It's been a long time! My apologies and thanks to all who have left comments over the last few posts, gone mostly unanswered, though not ignored - I have read and appreciated every one of them.
I thought this year would be a slow, relaxed stretch of time for sketching and painting, now that my son has finished school and no longer requires as much taxiing around and motherly ministrations (wrong about that too!), but it has spiralled into a maelstrom of activity. When I started this blog, it was partly to motivate myself to make art regularly - in that respect it has succeeded, and then some!
I mentioned some time ago that I registered for a year long course with artist and lecturer Greg Kerr. Four sessions of four days each, spread over the year with the surprise addition of plenty of homework in between. We're half way through that now, having just completed the second session.
The first entailed preparation of sourcing our own images through a programme that Greg and other university lecturers developed called 'The Dark Cloud', from which we made large charcoal triptychs.
Each panel is a full sheet - of Arches hot press 300gsm in my case - at the moment being displayed in the David Brown Gallery in Nelson Mandela Square in Sandton with eleven other student's work - a credit to Greg's teaching that all the work is so different, individual and good! It was chosen not on any merit system but merely those who had finished and submitted in time.
For homework we had to make 24 very small images from cropped sections from the source material photographs - I still have 6 to go (relieved to find we weren't in for detention or a rap on the knuckles for non-completion!)
These are on A6 sheets of Fabriano, with the images 120x85mm, and are meant to force the charcoal to be as photographic in nature as possible. When all are done, to be bound into a book form.
In the second session we took three of these tiny images and blew them up to large canvas size to make tonal studies in acrylic paint, with added interest of thin coloured edges - I left some areas of the canvas showing the coloured underpainting, with lots more thinking and work still to be done on them - very much work in progress.
I began the first full-tonal range panel on a big canvas - 1000x800mm but switched to smaller 550x750mm ones for the high and dark toned ones after I'd spent the first day filling in between the lines. Not sure where these are going yet, but I have no doubt there will be surprises in store the next time we get together in August for oil painting.
A big advantage of a course spread out like this over a period is that you learn to live with your work, think about and develop it, as well as the discipline of returning to it - to become a habit by the end of the course, instead of the workshop becoming a pleasant, but dim and distant memory - at least that is what I hope happens.

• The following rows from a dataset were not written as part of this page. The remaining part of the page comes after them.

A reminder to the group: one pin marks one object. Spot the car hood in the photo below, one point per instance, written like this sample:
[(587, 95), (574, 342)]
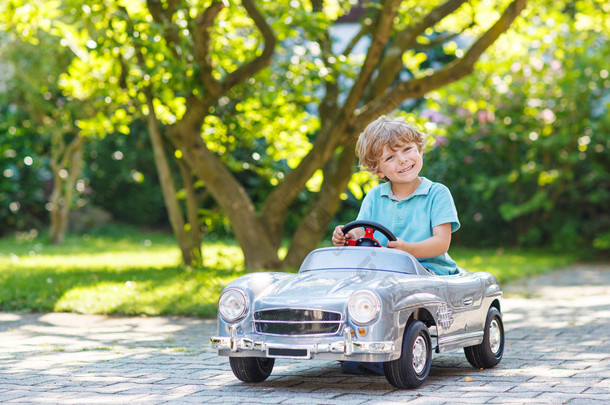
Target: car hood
[(324, 285)]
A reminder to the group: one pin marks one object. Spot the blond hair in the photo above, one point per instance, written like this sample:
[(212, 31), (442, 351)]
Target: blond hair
[(393, 132)]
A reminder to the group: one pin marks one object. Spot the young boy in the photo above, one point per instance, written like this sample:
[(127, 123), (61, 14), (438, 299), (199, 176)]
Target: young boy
[(420, 213)]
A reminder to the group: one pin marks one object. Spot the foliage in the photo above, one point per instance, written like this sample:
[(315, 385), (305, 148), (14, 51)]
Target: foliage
[(119, 270), (122, 179), (523, 143)]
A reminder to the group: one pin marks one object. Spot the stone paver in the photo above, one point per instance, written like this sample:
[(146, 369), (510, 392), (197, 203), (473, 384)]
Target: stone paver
[(558, 352)]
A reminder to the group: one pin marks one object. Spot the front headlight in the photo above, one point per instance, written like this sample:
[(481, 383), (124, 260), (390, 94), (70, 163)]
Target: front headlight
[(363, 307), (232, 305)]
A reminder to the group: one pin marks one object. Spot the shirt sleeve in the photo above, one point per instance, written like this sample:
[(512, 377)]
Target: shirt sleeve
[(443, 208)]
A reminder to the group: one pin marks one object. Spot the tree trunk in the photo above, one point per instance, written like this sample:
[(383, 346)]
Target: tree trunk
[(191, 251), (337, 174), (193, 226), (66, 164)]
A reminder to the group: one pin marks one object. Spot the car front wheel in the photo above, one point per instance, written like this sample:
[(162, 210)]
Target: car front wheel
[(411, 369), (489, 353), (251, 369)]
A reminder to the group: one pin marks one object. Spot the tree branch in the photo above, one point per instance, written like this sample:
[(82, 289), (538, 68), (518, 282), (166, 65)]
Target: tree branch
[(251, 68), (202, 38), (453, 71), (380, 38), (391, 64)]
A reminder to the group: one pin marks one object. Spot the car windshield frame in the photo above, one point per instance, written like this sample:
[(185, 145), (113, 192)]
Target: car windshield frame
[(358, 258)]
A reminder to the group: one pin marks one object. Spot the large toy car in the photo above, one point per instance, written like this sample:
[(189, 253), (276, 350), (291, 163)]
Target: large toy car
[(360, 303)]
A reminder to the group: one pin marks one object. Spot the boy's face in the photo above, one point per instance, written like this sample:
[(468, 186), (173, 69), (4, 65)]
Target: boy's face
[(401, 165)]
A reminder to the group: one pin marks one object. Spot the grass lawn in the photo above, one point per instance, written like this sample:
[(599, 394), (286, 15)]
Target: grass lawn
[(130, 272)]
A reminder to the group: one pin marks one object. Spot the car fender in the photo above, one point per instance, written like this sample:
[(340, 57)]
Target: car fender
[(418, 300)]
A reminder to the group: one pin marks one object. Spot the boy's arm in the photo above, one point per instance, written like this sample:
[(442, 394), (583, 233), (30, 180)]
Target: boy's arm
[(436, 245)]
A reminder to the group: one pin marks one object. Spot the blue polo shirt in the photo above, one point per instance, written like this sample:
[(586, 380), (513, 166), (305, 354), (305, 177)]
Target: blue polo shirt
[(413, 218)]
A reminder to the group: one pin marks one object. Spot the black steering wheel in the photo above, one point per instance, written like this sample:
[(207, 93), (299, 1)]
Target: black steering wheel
[(369, 228)]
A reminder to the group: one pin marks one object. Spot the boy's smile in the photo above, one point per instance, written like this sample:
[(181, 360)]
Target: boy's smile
[(401, 166)]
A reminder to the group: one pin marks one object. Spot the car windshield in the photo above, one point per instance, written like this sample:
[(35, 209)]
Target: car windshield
[(361, 258)]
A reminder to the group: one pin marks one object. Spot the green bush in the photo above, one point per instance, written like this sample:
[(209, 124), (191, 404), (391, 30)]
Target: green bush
[(528, 162)]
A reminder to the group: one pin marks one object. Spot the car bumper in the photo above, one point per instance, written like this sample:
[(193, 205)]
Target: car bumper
[(338, 348)]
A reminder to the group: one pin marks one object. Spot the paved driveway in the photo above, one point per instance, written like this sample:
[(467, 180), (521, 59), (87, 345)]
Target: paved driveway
[(558, 351)]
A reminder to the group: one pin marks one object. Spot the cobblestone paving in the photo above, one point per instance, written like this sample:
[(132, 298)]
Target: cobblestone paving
[(558, 352)]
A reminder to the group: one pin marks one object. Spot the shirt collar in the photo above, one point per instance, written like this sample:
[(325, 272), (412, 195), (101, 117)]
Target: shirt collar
[(423, 189)]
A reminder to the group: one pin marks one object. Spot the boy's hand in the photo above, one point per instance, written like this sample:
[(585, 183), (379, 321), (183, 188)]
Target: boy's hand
[(339, 237), (397, 244)]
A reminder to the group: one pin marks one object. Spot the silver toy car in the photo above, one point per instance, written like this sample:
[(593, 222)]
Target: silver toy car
[(361, 303)]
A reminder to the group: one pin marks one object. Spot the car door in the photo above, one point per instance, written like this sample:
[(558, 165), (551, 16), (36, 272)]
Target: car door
[(464, 297)]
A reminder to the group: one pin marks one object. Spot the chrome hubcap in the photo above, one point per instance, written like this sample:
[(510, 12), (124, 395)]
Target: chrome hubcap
[(495, 338), (419, 354)]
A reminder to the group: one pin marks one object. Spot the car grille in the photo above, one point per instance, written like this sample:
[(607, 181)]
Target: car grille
[(297, 322)]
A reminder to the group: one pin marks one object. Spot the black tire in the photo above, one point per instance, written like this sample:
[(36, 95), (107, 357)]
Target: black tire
[(489, 353), (411, 369), (251, 369)]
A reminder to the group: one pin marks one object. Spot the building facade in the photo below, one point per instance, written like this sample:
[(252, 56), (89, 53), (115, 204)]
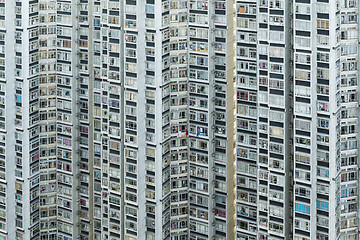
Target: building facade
[(179, 119)]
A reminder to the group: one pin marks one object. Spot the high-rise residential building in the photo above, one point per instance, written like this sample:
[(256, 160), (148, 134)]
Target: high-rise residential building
[(179, 119)]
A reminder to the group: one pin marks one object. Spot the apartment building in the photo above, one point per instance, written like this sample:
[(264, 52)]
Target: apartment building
[(186, 119)]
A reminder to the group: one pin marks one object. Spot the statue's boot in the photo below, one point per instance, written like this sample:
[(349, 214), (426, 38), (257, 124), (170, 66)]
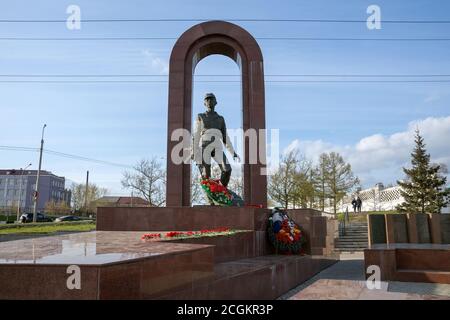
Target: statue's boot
[(225, 178)]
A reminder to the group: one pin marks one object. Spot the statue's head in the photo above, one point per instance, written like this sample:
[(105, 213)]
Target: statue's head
[(210, 101)]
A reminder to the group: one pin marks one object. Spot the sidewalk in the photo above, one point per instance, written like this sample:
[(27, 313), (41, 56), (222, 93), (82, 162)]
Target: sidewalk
[(351, 267)]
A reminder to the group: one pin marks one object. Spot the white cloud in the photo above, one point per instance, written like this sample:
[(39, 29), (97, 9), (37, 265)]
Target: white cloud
[(155, 63), (380, 158)]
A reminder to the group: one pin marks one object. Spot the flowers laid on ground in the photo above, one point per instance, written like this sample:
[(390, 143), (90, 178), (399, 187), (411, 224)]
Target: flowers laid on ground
[(189, 234), (285, 235), (216, 192)]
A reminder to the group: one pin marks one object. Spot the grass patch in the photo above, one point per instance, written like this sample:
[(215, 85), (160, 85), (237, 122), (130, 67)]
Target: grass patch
[(49, 228)]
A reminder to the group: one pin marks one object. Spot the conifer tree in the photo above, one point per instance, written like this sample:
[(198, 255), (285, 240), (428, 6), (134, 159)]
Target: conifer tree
[(424, 187)]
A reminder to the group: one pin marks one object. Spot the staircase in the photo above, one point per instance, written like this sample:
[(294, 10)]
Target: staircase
[(353, 237)]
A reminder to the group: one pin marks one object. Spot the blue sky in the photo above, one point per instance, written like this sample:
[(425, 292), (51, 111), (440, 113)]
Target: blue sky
[(125, 122)]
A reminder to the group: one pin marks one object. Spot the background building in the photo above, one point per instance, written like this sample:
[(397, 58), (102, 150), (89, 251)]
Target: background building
[(377, 198), (15, 184)]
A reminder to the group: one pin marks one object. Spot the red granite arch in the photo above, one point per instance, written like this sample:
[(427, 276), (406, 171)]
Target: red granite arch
[(200, 41)]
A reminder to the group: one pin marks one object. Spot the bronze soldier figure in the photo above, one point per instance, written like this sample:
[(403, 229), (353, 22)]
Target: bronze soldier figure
[(210, 132)]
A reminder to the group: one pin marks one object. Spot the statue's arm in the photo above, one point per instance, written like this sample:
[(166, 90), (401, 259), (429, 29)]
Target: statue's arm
[(195, 148), (227, 140)]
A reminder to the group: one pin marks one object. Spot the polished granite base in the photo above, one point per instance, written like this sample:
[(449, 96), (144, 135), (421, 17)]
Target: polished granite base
[(119, 265), (411, 262), (116, 264)]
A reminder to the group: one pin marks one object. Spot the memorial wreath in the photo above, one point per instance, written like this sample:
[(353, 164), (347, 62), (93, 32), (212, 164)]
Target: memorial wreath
[(216, 192), (284, 234)]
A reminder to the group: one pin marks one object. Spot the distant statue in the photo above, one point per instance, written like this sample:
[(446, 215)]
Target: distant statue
[(210, 133)]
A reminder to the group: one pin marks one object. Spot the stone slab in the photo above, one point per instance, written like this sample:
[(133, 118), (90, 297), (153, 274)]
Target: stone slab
[(331, 289)]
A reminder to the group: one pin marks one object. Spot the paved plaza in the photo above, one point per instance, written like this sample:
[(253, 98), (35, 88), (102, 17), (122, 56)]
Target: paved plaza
[(351, 267)]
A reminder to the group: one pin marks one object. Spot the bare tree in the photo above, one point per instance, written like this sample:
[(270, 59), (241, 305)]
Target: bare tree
[(148, 180), (340, 178), (79, 196), (287, 185)]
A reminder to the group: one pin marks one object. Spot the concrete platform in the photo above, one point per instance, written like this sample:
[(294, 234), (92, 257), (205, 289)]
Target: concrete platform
[(411, 262), (331, 289), (115, 263)]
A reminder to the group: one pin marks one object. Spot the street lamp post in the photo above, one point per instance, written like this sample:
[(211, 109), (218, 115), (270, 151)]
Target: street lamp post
[(36, 194), (20, 191)]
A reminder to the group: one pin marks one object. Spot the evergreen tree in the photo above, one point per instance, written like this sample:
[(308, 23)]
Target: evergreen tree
[(424, 187)]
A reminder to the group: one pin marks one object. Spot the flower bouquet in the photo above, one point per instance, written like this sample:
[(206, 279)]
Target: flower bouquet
[(216, 192), (284, 234)]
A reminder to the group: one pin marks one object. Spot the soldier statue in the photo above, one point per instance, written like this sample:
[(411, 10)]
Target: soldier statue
[(210, 133)]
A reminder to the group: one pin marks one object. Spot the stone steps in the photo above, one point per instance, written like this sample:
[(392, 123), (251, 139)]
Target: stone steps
[(354, 238)]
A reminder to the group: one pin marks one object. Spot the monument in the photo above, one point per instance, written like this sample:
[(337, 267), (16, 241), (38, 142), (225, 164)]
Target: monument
[(200, 41), (114, 262)]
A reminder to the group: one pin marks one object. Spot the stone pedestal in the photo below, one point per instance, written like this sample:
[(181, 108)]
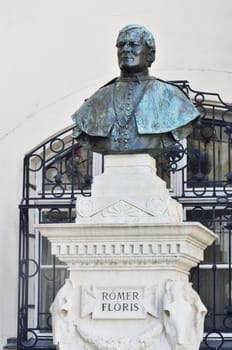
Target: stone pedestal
[(129, 256)]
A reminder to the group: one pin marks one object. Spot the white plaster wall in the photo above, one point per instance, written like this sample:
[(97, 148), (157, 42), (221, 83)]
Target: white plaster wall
[(54, 53)]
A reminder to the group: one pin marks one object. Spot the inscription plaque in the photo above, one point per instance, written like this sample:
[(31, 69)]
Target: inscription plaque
[(118, 302)]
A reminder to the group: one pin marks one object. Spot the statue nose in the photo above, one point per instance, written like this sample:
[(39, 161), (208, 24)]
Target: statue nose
[(127, 47)]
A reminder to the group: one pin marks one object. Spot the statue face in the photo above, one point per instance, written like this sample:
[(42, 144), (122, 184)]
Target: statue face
[(132, 51)]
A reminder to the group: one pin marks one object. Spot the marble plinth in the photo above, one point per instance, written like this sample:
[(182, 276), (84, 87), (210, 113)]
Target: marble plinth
[(129, 255)]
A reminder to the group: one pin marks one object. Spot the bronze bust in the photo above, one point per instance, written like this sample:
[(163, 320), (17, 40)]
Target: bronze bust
[(134, 113)]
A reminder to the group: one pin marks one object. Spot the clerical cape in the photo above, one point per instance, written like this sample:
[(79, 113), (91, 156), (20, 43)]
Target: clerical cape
[(163, 108)]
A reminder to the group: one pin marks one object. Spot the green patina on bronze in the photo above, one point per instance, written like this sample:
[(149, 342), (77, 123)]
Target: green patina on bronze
[(136, 112)]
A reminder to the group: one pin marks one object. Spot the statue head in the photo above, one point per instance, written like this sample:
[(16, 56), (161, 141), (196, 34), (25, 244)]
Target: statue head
[(136, 49)]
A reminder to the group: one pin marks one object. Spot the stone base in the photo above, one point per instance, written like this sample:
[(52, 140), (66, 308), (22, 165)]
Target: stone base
[(129, 191), (129, 256)]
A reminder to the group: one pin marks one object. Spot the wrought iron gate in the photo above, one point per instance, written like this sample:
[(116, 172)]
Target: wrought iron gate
[(199, 171)]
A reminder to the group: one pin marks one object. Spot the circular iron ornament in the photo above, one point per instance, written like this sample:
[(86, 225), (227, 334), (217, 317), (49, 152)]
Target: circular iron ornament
[(39, 162), (202, 111), (49, 276), (83, 189), (207, 132), (199, 98), (198, 213), (25, 266), (227, 322), (57, 145), (215, 343), (227, 188), (199, 191), (60, 191), (173, 155), (28, 338), (54, 215), (50, 177)]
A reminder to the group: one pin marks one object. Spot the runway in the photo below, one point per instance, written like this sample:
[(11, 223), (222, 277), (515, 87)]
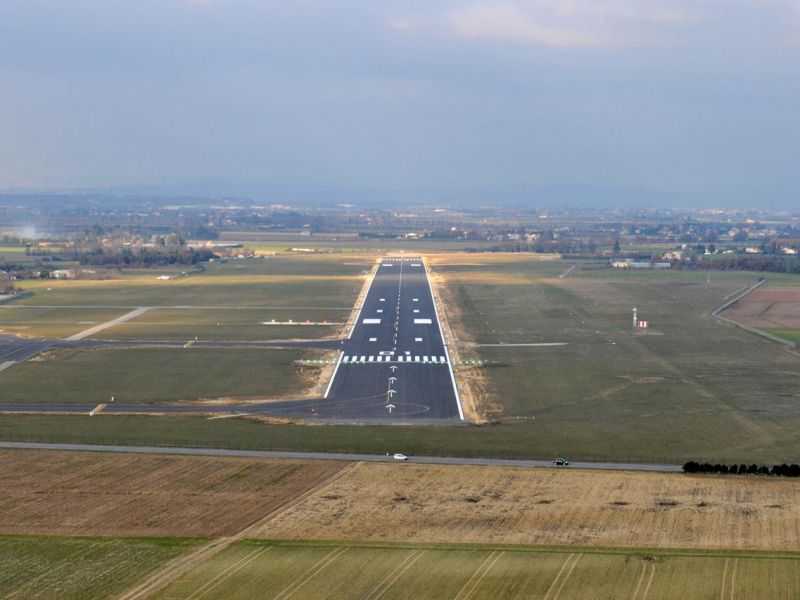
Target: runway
[(393, 366)]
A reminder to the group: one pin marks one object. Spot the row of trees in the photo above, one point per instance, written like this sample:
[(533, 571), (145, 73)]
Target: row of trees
[(783, 470), (143, 257), (772, 264)]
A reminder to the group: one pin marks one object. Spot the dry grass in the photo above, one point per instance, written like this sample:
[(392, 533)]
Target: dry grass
[(419, 503), (71, 493)]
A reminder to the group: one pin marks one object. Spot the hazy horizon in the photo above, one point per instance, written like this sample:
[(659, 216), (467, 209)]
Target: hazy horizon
[(586, 102)]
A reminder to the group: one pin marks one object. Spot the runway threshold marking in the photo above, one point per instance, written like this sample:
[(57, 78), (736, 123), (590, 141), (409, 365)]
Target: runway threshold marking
[(97, 409)]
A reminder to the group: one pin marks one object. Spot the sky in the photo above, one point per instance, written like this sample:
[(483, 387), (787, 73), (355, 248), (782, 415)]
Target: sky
[(580, 102)]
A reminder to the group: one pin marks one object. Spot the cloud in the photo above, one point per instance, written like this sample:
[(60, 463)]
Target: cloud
[(560, 23), (508, 22)]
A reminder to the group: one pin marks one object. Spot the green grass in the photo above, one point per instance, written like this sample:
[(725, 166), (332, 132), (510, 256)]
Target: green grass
[(91, 567), (307, 570), (506, 440), (793, 335), (156, 375), (49, 322), (688, 386), (228, 324), (284, 281)]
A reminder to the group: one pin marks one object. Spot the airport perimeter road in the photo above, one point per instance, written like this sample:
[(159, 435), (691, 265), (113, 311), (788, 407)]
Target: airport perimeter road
[(431, 460), (394, 365)]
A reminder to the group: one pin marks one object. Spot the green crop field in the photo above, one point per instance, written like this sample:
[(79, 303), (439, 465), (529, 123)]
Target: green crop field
[(158, 375), (66, 568), (269, 282), (306, 570)]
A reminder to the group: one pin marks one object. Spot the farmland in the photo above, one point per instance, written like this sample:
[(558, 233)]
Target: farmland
[(42, 567), (776, 310), (310, 570), (147, 374), (443, 504), (68, 493), (326, 529)]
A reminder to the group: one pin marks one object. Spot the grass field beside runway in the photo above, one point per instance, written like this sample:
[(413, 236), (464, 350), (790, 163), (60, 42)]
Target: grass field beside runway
[(48, 322), (313, 570), (229, 324), (137, 375), (515, 439), (276, 281), (686, 385), (68, 568)]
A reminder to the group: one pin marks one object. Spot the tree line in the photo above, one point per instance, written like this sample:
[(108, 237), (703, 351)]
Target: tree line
[(783, 470)]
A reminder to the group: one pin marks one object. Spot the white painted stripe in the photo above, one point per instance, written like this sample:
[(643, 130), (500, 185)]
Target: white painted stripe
[(335, 369), (446, 353), (369, 287)]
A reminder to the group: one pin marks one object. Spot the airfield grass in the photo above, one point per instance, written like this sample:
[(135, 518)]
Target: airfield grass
[(140, 375), (52, 322), (793, 335), (229, 324), (688, 385), (505, 440), (262, 282), (316, 570), (85, 567)]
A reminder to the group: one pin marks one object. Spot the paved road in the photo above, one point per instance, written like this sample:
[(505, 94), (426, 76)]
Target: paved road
[(394, 365), (433, 460)]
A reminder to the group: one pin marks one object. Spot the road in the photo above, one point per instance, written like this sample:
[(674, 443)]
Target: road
[(430, 460)]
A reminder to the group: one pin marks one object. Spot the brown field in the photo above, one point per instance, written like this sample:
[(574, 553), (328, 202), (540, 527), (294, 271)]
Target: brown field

But wait, that's not all I've been doing! In between this was another short watercolour workshop that I'll write about soon, the Urban Sketcher's Symposium rushing up and needing attention - some preparation under my belt but lots more to do - a workshop that I've just given on sketchbooks and art journals, the lovely postcard exchange which deserves more time and effort... how did this all land up in the same year, I'm sure it could keep me going for five!